Prev Tutorial: Features2D + Homography to find a known object
Next Tutorial: AKAZE local features matching

Original author Victor Eruhimov
Compatibility OpenCV >= 3.0

The goal of this tutorial is to learn how to use features2d and calib3d modules for detecting known planar objects in scenes.

Test data: use images in your data folder, for instance, box.png and box_in_scene.png.

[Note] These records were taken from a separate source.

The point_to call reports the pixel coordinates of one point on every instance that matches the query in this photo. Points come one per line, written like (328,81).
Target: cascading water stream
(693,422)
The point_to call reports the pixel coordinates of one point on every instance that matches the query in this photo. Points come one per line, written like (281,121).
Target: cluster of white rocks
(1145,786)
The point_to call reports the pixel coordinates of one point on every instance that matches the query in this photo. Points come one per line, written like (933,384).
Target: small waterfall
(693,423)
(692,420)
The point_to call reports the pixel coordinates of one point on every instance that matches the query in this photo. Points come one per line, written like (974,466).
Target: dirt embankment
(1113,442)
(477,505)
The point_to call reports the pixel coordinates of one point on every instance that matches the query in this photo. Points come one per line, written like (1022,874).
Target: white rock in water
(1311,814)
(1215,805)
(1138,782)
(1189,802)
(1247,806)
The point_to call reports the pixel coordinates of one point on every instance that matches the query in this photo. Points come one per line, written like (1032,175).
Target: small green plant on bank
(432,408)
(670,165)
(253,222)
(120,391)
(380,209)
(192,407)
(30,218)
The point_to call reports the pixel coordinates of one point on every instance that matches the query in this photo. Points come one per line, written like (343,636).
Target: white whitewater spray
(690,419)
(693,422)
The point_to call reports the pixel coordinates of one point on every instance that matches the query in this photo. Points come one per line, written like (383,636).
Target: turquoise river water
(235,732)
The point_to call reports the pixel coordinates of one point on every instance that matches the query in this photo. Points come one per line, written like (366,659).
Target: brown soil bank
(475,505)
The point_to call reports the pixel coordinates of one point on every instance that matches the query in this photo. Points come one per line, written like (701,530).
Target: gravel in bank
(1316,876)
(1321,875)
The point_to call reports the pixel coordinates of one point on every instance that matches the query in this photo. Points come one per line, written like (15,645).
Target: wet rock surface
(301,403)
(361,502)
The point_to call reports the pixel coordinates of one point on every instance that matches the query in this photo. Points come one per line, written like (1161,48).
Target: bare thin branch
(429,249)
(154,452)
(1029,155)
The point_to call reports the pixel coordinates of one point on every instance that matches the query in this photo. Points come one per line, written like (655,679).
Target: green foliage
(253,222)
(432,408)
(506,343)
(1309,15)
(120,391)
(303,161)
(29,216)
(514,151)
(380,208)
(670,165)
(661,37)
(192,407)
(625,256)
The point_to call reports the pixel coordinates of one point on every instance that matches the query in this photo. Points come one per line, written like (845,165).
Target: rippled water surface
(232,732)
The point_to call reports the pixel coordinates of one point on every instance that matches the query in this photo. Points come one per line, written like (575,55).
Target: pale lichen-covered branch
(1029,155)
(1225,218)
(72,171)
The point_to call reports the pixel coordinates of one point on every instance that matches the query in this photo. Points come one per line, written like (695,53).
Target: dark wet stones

  • Create a new console project. Read two input images. :
    Mat img1 = imread(argv[1], IMREAD_GRAYSCALE);
    Mat img2 = imread(argv[2], IMREAD_GRAYSCALE);
    
  • Detect keypoints in both images and compute descriptors for each of the keypoints. :
    // detecting keypoints
    Ptr<Feature2D> surf = SURF::create();
    vector<KeyPoint> keypoints1;
    Mat descriptors1;
    surf->detectAndCompute(img1, Mat(), keypoints1, descriptors1);
    
    ... // do the same for the second image
    
  • Now, find the closest matches between descriptors from the first image to the second: :
    // matching descriptors
    BruteForceMatcher<L2<float> > matcher;
    vector<DMatch> matches;
    matcher.match(descriptors1, descriptors2, matches);
    
  • Visualize the results: :
    // drawing the results
    namedWindow("matches", 1);
    Mat img_matches;
    drawMatches(img1, keypoints1, img2, keypoints2, matches, img_matches);
    imshow("matches", img_matches);
    waitKey(0);
    
  • Find the homography transformation between two sets of points: :
    vector<Point2f> points1, points2;
    // fill the arrays with the points
    ....
    Mat H = findHomography(Mat(points1), Mat(points2), RANSAC, ransacReprojThreshold);
    
  • Create a set of inlier matches and draw them. Use perspectiveTransform function to map points with homography:

    Mat points1Projected; perspectiveTransform(Mat(points1), points1Projected, H);

  • Use drawMatches for drawing inliers.